Ex-Key Royale Club bookkeeper Holly Connelly was sentenced July 27 to three years in state prison and 25 years of probation by 12th Circuit Court Judge Thomas Krug for scheming to defraud more than $50,000 from her former employer.
She faced a maximum sentence of 30 years in prison on the first-degree felony.
She pleaded guilty to the charges May 11, and her sentencing was deferred to last week’s hearing, with more than 70 people attending.
During the sentencing, Krug ordered the parties to confer on a “restitution number.” If there is no agreement, he said, a hearing will be held within 60 days to determine Connelly’s restitution.
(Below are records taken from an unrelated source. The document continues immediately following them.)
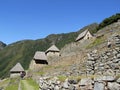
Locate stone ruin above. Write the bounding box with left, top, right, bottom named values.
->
left=39, top=35, right=120, bottom=90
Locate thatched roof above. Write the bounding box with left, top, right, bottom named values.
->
left=75, top=29, right=88, bottom=41
left=10, top=63, right=24, bottom=72
left=33, top=51, right=47, bottom=60
left=45, top=45, right=60, bottom=53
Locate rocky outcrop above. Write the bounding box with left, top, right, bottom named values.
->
left=86, top=35, right=120, bottom=75
left=39, top=76, right=120, bottom=90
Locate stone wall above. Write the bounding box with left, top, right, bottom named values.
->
left=86, top=35, right=120, bottom=75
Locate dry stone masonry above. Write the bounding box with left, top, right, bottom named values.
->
left=39, top=35, right=120, bottom=90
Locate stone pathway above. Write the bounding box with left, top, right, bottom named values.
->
left=21, top=80, right=34, bottom=90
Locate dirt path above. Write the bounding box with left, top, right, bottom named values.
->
left=22, top=80, right=34, bottom=90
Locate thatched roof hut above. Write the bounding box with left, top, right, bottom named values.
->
left=75, top=29, right=93, bottom=41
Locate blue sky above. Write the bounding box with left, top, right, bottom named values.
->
left=0, top=0, right=120, bottom=44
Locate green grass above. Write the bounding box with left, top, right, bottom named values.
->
left=21, top=78, right=39, bottom=90
left=5, top=85, right=18, bottom=90
left=86, top=37, right=105, bottom=49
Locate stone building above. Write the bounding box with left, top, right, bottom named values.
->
left=75, top=29, right=93, bottom=42
left=45, top=45, right=60, bottom=57
left=10, top=63, right=25, bottom=78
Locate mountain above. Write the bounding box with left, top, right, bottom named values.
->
left=0, top=14, right=120, bottom=78
left=0, top=23, right=98, bottom=78
left=0, top=41, right=6, bottom=51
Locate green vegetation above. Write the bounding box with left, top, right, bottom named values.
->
left=58, top=76, right=67, bottom=82
left=94, top=13, right=120, bottom=32
left=0, top=14, right=120, bottom=79
left=86, top=37, right=105, bottom=49
left=21, top=78, right=39, bottom=90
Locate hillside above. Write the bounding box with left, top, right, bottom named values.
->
left=0, top=14, right=120, bottom=78
left=0, top=23, right=98, bottom=78
left=0, top=41, right=6, bottom=51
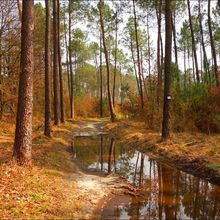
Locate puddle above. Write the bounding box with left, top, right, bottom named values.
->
left=73, top=135, right=220, bottom=219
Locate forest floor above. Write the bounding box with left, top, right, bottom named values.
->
left=0, top=119, right=220, bottom=219
left=0, top=119, right=138, bottom=219
left=105, top=120, right=220, bottom=184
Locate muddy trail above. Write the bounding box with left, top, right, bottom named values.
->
left=71, top=121, right=220, bottom=219
left=69, top=121, right=140, bottom=219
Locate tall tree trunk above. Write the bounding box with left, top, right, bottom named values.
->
left=130, top=37, right=141, bottom=95
left=112, top=9, right=118, bottom=107
left=208, top=0, right=220, bottom=86
left=183, top=44, right=187, bottom=91
left=57, top=0, right=65, bottom=123
left=171, top=10, right=180, bottom=89
left=99, top=0, right=116, bottom=122
left=198, top=0, right=210, bottom=84
left=0, top=28, right=4, bottom=120
left=63, top=9, right=71, bottom=102
left=17, top=0, right=22, bottom=21
left=147, top=13, right=152, bottom=91
left=133, top=0, right=144, bottom=109
left=162, top=0, right=172, bottom=140
left=53, top=0, right=60, bottom=125
left=69, top=0, right=74, bottom=119
left=99, top=30, right=103, bottom=117
left=187, top=0, right=200, bottom=83
left=13, top=0, right=34, bottom=165
left=156, top=0, right=163, bottom=104
left=44, top=0, right=51, bottom=137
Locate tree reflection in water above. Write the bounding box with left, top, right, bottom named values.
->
left=73, top=135, right=220, bottom=219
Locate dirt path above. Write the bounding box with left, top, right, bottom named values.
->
left=69, top=121, right=135, bottom=219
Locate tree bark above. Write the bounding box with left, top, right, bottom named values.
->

Choking back tears during her testimony as well as during testimony given by friends and family members, Connelly later showed little emotion when Krug meted out the punishment.
Her prison sentence included credit for time served.
Connelly was arrested in June 2011, and spent approximately 10 weeks in the Manatee County jail, after Holmes Beach police investigated reports from the Key Royale Club about irregularities in the club’s finances.
HBPD learned Connelly had been writing checks to herself, and depositing them into her own account between June 2008 and April 2011. An affidavit filed with the court by former HBPD Detective Michael Leonard states $387,181 was embezzled from KRC by Connelly.
Reports vary regarding how much was stolen, and Krug estimated Connelly was responsible for between $387,000 and $487,000 in improper transactions.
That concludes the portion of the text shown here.